Foggia, congedo alla stagione senza acuti

di Samuel 0

 COSENZA-FOGGIA 1-0

  • COSENZA (4-3-3): Marino; Musca, Ungaro, Fernandez Giacomini; Matteini (81´ A. Fiore), Aquilanti, Roselli; Biancolino, S. Fiore, Essabr (77´ Degano). A disp. De Luca, Scarnato, Thackray, Martucci, Sommario. All. Luigi De Rosa
  • U.S. FOGGIA (4-3-3): Santarelli; Caccetta, Romagnoli, Rigione, Regini; Kone, Agostinone, Laribi (81´ Marinaro); Farias (61´ Varga), Sau, Insigne (61´ Agodirin). A disp. Dazzi, Candrina, Tomi, Salamon. Alle. Zdenek Zeman.
  • ARBITRO: Francesco Fiore di Barletta (Messina-Salvato)
  • MARCATORI: 30´ Biancolino
  • AMMONITI: Biancolino, Fernandez (C); Kone Romagnoli (F)
  • NOTE: Giornata soleggiata, terreno in buone condizioni. Recupero 1´ pt; 5´ st.

Nessuna vendetta. Il Foggia non fa lo “scherzetto” al Cosenza ma perde per uno a zero nell´ultima giornata della Prima Divisione gir. B per effetto del gol del “pitone” Biancolino, lo stesso che all´andata decise la gara con l´ormai famigerato gol di mano.

Lo aveva detto Zdenek Zeman alla vigilia della partita in Calabria: difficile aspettarsi grandi cose. Detto, fatto. Il Foggia gioca una gara modesta, senza grandi stimoli, ma tenendo comunque testa ai padroni di casa, cui la vittoria non è bastata per evitare i play-out.
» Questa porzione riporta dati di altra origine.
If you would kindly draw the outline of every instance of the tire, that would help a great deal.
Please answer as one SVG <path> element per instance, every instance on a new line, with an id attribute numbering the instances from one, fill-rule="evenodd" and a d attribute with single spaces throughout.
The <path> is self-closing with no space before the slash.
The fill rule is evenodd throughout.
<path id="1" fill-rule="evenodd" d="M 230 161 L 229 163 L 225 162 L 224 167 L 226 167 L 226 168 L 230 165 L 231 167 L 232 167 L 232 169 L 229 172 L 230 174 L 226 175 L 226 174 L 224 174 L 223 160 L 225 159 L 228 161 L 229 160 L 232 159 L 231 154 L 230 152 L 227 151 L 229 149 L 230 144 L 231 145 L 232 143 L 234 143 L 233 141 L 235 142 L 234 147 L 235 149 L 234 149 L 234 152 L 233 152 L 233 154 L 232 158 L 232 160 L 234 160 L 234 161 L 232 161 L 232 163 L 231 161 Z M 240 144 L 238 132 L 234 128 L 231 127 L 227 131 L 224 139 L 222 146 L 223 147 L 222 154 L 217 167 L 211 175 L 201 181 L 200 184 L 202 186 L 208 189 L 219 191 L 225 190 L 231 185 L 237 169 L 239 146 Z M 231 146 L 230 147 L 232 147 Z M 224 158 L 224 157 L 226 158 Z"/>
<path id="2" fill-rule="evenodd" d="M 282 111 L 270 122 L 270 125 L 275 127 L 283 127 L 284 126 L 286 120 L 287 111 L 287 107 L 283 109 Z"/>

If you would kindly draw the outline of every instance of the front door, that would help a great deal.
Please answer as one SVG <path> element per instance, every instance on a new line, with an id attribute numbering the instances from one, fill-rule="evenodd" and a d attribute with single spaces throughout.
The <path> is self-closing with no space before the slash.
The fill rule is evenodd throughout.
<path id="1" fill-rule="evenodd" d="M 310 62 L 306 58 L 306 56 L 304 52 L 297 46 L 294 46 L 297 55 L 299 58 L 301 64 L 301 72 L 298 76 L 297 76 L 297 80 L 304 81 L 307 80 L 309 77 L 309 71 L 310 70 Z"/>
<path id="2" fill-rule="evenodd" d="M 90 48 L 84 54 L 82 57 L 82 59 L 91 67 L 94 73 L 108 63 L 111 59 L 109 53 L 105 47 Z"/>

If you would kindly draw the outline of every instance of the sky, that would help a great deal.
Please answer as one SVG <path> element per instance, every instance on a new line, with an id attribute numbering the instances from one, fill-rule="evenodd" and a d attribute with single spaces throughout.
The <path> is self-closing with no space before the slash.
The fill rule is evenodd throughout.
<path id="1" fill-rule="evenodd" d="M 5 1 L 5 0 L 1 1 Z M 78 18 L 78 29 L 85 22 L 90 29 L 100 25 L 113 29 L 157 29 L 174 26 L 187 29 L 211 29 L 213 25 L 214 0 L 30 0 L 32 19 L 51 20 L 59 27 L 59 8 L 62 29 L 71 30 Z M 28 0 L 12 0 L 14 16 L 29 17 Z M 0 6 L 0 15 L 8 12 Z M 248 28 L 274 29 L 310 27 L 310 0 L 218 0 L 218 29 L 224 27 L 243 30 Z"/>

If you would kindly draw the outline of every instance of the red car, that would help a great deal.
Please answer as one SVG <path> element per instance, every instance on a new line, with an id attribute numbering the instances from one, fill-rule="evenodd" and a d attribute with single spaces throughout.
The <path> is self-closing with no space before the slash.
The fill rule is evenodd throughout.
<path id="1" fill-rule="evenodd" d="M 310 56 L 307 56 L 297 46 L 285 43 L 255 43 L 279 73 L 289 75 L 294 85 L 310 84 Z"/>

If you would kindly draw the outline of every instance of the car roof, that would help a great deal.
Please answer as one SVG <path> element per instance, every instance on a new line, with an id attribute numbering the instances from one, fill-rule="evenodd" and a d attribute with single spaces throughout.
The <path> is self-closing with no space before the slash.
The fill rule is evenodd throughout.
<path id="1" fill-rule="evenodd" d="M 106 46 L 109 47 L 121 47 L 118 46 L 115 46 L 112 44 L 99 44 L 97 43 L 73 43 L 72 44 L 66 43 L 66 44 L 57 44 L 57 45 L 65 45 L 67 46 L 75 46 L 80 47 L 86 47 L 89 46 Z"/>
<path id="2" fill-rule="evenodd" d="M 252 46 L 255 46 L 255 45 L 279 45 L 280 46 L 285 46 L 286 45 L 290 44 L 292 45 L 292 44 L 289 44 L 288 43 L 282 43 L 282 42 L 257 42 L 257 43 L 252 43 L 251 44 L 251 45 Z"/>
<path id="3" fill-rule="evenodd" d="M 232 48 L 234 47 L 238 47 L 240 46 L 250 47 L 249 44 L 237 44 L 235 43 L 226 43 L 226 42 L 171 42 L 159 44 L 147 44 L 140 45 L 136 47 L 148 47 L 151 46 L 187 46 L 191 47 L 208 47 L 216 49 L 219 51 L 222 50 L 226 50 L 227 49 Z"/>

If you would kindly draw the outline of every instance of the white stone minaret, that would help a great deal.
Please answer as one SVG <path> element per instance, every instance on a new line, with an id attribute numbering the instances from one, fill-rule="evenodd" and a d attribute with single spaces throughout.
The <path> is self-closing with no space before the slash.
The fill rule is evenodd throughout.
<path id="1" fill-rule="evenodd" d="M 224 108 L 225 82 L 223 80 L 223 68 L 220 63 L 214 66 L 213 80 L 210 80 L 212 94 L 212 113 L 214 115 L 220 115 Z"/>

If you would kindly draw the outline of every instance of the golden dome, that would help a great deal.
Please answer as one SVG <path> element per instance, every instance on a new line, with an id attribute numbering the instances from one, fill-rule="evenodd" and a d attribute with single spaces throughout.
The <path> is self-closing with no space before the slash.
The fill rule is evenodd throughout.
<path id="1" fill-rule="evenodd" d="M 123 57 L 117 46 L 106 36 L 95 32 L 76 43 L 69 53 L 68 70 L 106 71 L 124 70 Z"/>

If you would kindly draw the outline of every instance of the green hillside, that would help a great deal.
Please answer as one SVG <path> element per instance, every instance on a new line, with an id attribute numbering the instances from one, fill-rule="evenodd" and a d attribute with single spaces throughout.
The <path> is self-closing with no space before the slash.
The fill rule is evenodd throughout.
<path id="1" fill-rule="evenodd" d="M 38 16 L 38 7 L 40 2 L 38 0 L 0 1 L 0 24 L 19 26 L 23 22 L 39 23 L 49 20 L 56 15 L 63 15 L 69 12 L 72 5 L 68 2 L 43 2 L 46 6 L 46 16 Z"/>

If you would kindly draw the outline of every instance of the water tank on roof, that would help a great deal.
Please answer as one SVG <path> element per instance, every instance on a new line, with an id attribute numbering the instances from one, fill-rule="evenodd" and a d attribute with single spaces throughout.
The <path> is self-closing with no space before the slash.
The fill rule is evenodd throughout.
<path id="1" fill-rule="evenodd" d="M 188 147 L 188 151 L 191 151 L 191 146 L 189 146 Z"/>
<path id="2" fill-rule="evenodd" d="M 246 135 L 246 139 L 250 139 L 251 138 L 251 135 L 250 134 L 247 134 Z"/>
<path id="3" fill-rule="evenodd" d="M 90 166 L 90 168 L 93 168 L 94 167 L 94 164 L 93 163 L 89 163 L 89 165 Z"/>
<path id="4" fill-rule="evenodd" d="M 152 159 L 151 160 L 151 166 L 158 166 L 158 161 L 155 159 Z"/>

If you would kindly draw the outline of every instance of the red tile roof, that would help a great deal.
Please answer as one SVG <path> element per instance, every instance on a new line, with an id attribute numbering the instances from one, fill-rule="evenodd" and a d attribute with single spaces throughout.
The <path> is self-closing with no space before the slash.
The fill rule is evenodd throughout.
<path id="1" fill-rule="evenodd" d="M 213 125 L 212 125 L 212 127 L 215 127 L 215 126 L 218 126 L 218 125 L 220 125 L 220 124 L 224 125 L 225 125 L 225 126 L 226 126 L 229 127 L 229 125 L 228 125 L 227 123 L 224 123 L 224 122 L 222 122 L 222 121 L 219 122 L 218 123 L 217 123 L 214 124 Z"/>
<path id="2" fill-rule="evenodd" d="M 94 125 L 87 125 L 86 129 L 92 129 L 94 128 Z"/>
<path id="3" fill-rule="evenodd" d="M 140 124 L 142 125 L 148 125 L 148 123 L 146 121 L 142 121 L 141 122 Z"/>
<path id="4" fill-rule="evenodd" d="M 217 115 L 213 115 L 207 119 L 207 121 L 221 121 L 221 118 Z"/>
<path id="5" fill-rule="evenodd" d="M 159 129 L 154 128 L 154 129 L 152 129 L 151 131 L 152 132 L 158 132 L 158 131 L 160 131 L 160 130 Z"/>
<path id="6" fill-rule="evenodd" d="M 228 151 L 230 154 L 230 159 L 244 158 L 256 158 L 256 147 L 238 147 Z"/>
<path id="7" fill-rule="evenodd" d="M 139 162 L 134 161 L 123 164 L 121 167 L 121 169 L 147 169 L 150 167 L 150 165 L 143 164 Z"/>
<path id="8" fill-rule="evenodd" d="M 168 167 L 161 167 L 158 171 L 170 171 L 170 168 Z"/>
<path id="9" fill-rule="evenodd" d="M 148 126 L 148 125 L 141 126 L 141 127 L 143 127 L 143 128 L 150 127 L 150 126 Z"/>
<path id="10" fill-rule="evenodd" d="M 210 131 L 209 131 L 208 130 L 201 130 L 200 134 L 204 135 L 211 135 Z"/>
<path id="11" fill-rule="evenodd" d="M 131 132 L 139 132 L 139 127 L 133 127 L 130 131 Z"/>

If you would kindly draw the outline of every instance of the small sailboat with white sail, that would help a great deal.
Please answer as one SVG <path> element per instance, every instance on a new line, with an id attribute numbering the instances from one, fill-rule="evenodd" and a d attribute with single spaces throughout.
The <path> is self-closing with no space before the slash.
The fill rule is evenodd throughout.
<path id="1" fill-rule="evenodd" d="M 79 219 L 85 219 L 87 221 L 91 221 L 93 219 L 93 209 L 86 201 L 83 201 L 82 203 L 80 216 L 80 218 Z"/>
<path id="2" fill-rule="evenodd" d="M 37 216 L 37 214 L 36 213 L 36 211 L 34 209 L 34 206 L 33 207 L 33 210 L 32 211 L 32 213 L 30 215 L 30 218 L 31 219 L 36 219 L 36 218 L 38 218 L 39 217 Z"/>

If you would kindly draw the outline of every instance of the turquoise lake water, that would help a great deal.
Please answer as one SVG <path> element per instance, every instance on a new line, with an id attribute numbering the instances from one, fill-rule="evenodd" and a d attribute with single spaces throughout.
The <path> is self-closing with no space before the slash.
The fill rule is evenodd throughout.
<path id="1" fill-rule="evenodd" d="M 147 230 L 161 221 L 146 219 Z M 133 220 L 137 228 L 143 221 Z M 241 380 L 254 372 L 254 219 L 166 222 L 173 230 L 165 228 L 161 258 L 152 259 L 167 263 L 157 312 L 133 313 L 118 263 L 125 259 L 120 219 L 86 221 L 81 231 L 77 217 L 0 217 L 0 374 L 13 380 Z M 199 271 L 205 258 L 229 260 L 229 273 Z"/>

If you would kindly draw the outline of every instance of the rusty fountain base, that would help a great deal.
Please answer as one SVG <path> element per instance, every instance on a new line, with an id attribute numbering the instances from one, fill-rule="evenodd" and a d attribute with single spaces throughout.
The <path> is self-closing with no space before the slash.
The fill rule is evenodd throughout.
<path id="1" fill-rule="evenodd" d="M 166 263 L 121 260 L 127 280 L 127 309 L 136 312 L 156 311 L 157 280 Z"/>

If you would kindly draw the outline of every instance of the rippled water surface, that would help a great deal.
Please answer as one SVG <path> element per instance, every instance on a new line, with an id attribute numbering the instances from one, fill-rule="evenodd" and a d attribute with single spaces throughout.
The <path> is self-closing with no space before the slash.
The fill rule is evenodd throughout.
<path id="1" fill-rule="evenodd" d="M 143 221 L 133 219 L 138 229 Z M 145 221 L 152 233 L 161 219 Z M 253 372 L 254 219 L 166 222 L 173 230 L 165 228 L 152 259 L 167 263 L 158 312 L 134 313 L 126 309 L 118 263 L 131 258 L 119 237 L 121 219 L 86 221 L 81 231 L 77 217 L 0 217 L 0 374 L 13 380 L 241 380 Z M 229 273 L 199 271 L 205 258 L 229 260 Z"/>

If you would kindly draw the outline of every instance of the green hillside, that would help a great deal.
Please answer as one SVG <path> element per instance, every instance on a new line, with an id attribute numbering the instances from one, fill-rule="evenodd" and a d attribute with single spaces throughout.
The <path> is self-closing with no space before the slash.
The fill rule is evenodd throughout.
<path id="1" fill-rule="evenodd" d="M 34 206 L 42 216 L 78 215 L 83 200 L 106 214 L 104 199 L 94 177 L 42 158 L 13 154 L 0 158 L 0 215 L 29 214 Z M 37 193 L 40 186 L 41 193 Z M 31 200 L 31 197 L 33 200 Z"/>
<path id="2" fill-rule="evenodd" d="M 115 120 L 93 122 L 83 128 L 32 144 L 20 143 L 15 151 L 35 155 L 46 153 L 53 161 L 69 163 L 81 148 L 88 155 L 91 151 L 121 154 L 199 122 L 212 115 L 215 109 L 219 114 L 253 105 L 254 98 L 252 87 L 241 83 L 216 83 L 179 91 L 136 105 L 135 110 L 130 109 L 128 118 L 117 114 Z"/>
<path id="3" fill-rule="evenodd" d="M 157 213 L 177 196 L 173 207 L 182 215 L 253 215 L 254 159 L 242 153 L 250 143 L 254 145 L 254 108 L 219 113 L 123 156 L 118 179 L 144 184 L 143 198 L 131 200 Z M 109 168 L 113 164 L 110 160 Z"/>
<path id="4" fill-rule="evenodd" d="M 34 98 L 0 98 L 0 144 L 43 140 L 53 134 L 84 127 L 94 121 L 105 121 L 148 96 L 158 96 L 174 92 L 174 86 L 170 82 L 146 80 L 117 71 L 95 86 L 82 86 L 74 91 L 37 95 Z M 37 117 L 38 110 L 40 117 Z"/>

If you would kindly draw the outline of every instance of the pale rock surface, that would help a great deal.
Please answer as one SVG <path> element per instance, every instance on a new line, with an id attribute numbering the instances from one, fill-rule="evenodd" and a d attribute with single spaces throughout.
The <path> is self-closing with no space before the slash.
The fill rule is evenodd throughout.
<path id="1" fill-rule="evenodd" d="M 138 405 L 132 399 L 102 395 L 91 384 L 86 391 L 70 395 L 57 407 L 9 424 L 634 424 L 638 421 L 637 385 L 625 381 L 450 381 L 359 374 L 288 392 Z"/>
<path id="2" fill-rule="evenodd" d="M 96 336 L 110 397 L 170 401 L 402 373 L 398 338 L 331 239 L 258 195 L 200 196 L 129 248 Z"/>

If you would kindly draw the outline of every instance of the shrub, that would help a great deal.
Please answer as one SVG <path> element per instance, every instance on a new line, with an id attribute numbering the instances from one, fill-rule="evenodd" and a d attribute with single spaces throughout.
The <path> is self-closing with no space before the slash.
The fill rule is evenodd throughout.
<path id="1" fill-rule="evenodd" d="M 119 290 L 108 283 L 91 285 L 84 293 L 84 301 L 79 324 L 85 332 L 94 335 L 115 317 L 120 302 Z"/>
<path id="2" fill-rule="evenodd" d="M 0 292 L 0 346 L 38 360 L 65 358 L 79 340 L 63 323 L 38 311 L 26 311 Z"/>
Al “San Vito” non c´è il pubblico delle grandi occasioni, l´atmosfera sorniona coinvolge anche i calciatori cosentini che nel primo tempo lasciano a lungo l´iniziativa ai rossoneri. Il Foggia parte bene, Agostinone impegna subito il portiere, poi è Sau ad avere la grossa chance cogliendo il palo al 5´. Il Cosenza resta a guardare e i rossoneri ringraziano. Al 14´ Insigne fa ammattire la difesa avversaria, slalom e tiro su cui si oppone alla grande Marino. Alla prima vera occasione, però, i padroni di casa passano: Biancolino sfugge alla trappola del fuorigioco, si presenta a tu per tu con Santarelli, batterlo è uno scherzo da ragazzi.

Nella ripresa la gara cala d´intensità. Insigne sfiora ancora il gol con una bella azione personale, prima di lasciare il posto ad Agodirin. Zeman getta nella mischia anche Varga che subentra a Farias. All´80´ è il momento anche di Marinaro che fa il suo esordio in maglia rossonera sostituendo Karim Laribi. Non succede altro al San Vito, come era prevedibile. Il successo dell´Andria a Terni riempie di tristezza il pubblico calabrese, per il Foggia da domani comincia la programmazione della prossima stagione. L´obiettivo non potrà che essere uno: uscire dall´inferno della Prima Divisione.